Oftentimes when people get sick or have an infection, an antibiotic is prescribed to ease pain and treat the health condition. But what happens if an antibiotic causes more harm than good?
The antibiotic class fluoroquinolones was developed for serious infections, such as hospital-acquired pneumonia and other dangerous bacterial infections. However, they’re frequently prescribed for less serious viruses such as sinusitis, bronchitis and other conditions that can be remedied with less potent drugs.
Topping billions of dollars in sales each year, the most commonly prescribed fluoroquinolones on the market are:
- Ciprofloxacin (Cipro)
- Gemifloxacin (Factive)
- Levofloxacin (Levaquin)
- Moxifloxacin (Avelox)
- Ofloxacin (Floxin)
While these antibiotics have been around for more than 30 years, new studies suggest they can lead to severe or even life-threatening health complications.
Are Fluoroquinolones Overprescribed?
According to the Centers for Disease Control (CDC), an estimated 50 percent of fluoroquinolone prescriptions are ineffective. That accounts for more than 20 million people every year. This is because a large number of prescriptions are written for patients seeking care for a common cold, flu or other infections caused by viruses that do not respond to antibiotics.
Other medical organizations, including the Infectious Diseases Society of America, advise against using fluoroquinolones for minor illnesses. Nevertheless, many doctors continue to prescribe them since they’re known to fight a wide variety of bacteria. Unfortunately, this practice may ultimately lead to overprescribing – putting lives in danger of serious side effects and life-threatening conditions.
What Makes Fluoroquinolones Dangerous?
A central part of fluoroquinolones, fluoride allows the drug to penetrate into sensitive tissues around the body – including the brain. It can also cause significant damage to a person’s immune system by draining energy and preventing antibodies from forming.
Other side effects associated with the use of fluoroquinolones include:
- Retinal detachment
- Blood disorders
- Kidney or liver damage
- Irregular heart rhythms
- Digestive problems
- Tendon issues
Numerous reports rank levofloxacin and ciprofloxacin – both fluoroquinolones – in the top five drugs causing serious, adverse events as submitted to the FDA. Additionally, another study found more than 100,000 complaints from Levaquin consumers relating to the drug’s harmful side effects, including ruptured tendons, nerve damage, confusion and violent vomiting.

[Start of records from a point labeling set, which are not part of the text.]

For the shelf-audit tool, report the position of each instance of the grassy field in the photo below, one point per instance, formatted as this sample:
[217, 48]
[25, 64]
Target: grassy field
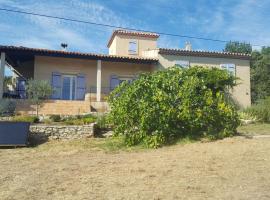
[233, 168]
[255, 129]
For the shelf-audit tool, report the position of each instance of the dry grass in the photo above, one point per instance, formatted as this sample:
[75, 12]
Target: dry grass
[233, 168]
[255, 129]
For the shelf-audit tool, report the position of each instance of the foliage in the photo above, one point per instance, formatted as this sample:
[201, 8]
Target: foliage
[38, 91]
[161, 107]
[7, 107]
[80, 120]
[238, 47]
[260, 110]
[26, 118]
[260, 73]
[247, 116]
[55, 118]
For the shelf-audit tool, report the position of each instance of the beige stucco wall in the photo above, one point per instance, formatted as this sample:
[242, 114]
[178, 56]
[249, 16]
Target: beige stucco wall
[121, 69]
[241, 92]
[44, 66]
[120, 45]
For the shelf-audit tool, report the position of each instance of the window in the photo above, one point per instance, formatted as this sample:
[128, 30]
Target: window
[229, 67]
[123, 79]
[182, 63]
[133, 47]
[68, 87]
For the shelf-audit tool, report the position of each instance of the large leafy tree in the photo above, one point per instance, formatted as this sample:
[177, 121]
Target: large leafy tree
[160, 107]
[238, 47]
[260, 74]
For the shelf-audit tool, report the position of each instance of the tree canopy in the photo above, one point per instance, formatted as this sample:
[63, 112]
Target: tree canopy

FDA Safety Message On Fluoroquinolones
In May 2016, the FDA issued a warning advising the public about the adverse effects associated with fluoroquinolone antibacterial drugs. The warning advises patients with sinusitis, bronchitis and uncomplicated urinary tract infections to look into alternative treatment methods. For these conditions, the harmful side effects linked to fluoroquinolones generally outweigh any benefits.

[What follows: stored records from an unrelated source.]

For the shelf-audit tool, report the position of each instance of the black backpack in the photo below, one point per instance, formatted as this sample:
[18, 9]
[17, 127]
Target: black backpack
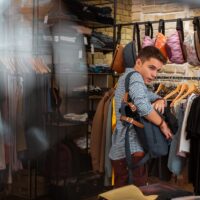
[151, 138]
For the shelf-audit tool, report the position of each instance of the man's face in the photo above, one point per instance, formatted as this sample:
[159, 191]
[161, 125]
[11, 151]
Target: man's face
[149, 69]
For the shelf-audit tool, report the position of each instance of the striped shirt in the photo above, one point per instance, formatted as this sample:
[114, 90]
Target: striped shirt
[142, 98]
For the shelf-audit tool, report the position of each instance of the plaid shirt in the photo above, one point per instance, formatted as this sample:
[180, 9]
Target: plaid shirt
[142, 98]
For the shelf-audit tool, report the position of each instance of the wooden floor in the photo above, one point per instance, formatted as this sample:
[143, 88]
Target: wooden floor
[180, 182]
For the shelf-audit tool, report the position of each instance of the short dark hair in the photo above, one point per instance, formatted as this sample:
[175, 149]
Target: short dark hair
[151, 52]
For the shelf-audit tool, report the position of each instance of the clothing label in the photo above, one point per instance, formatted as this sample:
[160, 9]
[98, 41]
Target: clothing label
[80, 54]
[47, 38]
[85, 41]
[92, 49]
[68, 39]
[56, 38]
[46, 19]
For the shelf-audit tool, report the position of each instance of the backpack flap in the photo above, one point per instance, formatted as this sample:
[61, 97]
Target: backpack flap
[197, 36]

The agency released the new information after a safety review found that fluoroquinolones can cause disabling and potentially permanent side effects that affect the tendons, muscles, joints, nerves and central nervous system.
As a result of the recent findings, the FDA is requiring all fluoroquinolone antibacterial drug labels to be updated to reflect the new safety information.
Legal Action Against Fluoroquinolones
Manufacturers of fluoroquinolone drugs are now facing thousands of lawsuits that allege there was a lack of adequate warnings about their serious effects. Many consumers also claim that dangerous drugs stayed on the market because of corrupt practices between doctors and pharmaceutical companies.